Reference no: EM132658550
ACC 380 Tax Treatment of Individuals and Property - DePaul University
Part 1
Isabel exchanges a building with a fair market value (FMV) of $1,100,000 for $100,000 cash in addition to a building with fair market value (FMV) of $1,000,000 with Bob.
Isabel has a basis in her original property of $300,000 which Bob's original basis is $500,000
Question #1 - What is Isabel's and Bob's "Realized Gain", "Recognized Gain" and "Deferred Gain"

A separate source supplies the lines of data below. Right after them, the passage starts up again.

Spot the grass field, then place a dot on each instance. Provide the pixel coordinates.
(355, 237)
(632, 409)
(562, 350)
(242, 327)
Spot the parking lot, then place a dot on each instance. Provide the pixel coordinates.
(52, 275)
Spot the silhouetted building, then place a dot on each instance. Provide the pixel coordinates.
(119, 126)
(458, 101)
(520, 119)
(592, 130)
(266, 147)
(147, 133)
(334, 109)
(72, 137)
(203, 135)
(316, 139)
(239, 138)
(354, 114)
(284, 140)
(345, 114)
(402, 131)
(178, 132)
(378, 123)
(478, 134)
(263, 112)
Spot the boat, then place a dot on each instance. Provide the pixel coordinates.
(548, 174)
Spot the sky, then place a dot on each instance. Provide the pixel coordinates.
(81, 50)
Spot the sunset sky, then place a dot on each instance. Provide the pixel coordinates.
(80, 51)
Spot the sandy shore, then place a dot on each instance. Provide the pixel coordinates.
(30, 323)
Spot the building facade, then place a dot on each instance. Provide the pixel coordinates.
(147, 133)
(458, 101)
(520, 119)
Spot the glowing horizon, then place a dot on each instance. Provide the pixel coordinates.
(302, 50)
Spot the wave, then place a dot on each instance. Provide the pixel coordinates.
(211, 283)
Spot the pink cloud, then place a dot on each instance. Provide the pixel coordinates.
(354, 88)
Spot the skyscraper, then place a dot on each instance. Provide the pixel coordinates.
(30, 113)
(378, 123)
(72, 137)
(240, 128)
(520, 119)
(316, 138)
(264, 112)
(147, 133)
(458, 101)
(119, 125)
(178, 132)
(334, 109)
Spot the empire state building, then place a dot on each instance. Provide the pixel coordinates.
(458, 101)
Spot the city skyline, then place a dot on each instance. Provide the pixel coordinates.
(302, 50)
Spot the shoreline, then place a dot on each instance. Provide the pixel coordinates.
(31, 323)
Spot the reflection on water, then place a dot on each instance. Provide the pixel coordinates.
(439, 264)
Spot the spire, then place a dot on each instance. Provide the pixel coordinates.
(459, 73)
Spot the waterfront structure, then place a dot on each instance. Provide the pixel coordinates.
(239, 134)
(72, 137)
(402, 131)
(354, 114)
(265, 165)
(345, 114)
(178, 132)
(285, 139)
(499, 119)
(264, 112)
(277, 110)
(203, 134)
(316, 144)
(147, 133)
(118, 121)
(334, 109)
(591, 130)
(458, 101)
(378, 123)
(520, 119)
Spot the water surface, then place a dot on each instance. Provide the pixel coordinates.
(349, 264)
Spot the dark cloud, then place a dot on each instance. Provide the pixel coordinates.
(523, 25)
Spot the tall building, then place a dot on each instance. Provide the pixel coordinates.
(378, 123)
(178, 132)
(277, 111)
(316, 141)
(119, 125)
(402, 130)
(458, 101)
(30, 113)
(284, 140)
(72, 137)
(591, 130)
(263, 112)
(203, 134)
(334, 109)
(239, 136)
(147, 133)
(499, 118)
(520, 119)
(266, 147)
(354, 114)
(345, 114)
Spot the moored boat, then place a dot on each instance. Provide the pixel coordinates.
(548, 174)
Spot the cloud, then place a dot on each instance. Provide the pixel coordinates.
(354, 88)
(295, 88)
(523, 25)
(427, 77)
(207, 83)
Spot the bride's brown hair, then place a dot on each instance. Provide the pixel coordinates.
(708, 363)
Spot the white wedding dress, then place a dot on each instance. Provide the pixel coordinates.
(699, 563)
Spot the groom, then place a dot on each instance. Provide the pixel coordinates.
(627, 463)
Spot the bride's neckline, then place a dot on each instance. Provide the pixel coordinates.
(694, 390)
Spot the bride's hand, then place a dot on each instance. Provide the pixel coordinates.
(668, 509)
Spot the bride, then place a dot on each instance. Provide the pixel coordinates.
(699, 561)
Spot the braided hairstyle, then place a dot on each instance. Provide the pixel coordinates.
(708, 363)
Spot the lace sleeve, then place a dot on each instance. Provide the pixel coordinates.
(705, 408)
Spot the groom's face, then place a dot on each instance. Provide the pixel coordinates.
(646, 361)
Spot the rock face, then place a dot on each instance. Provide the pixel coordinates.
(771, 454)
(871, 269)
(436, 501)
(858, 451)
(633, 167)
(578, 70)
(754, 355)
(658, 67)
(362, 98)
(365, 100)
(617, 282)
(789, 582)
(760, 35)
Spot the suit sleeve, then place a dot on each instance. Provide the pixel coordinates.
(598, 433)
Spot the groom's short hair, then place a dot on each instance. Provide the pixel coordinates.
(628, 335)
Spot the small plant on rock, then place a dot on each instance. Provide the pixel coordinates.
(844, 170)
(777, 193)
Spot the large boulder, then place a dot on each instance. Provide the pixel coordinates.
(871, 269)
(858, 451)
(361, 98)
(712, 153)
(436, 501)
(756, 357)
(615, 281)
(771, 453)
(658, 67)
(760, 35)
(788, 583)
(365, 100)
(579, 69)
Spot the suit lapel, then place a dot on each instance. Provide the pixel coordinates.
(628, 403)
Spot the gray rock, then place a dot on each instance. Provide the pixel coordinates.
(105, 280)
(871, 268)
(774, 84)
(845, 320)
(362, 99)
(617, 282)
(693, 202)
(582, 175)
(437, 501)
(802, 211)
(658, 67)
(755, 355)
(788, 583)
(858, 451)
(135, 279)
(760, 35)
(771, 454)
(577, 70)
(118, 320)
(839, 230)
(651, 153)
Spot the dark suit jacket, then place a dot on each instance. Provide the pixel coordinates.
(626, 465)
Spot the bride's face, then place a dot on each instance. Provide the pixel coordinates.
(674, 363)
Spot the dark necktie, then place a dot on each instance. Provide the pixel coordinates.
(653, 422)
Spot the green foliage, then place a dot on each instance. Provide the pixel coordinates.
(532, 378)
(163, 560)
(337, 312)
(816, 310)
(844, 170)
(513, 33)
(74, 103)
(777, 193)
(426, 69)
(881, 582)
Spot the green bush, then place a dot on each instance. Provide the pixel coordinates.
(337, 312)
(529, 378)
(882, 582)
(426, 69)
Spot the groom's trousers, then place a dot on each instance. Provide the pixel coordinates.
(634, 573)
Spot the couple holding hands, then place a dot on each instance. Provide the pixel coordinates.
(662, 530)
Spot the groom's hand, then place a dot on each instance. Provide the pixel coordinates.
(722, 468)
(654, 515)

Question #2 - What is Isabel's and Bob's "new basis" in the property received using both methods.
Part 2
Hillary exchanges property (and Bill receives) with an adjusted basis of $250,000 which has a fair market value of $400,000, that is subject to a mortgage of $75,000 that Bill assumes.
Bill, in return for this property, provides Hillary with property with a fair market value of $300,000. This property has an adjusted basis to Bill of $200,000. Bill also gives Hillary $25,000
Question #1 - What is Hillary's and Bill's "Realized Gain", "Recognized Gain" and "Deferred Gain"
Question #2 - What is Hillary's and Bill's "new basis" in the property received using both methods.
Part 3
Sidney's building which is used in his trade or business with an adjusted basis of $60,000 is destroyed by fire on August 15, 2019. Sidney is a calender year taxpayer. On November 7, 2019 he receives insurance reimbursement of $120,000 for the loss. Sidney invest $90,000 in a new building.
Until what date does Sidney have to make a new investment and qualify for the non recognition election?
What is Sidney's realized gain? Show work!
What is Sidney's recognized gain? Show work!
What is Sidney's deferred gain? Show work!
What is Sidney's basis in new building? Show work!
Assume the same facts as above, except Sidney receives $40,000 of insurance proceeds.
What is Sidney's realized gain? Show work!
What is Sidney's recognized gain? Show work!
What is Sidney's deferred gain? Show work!
What is Sidney's basis in new building? Show work!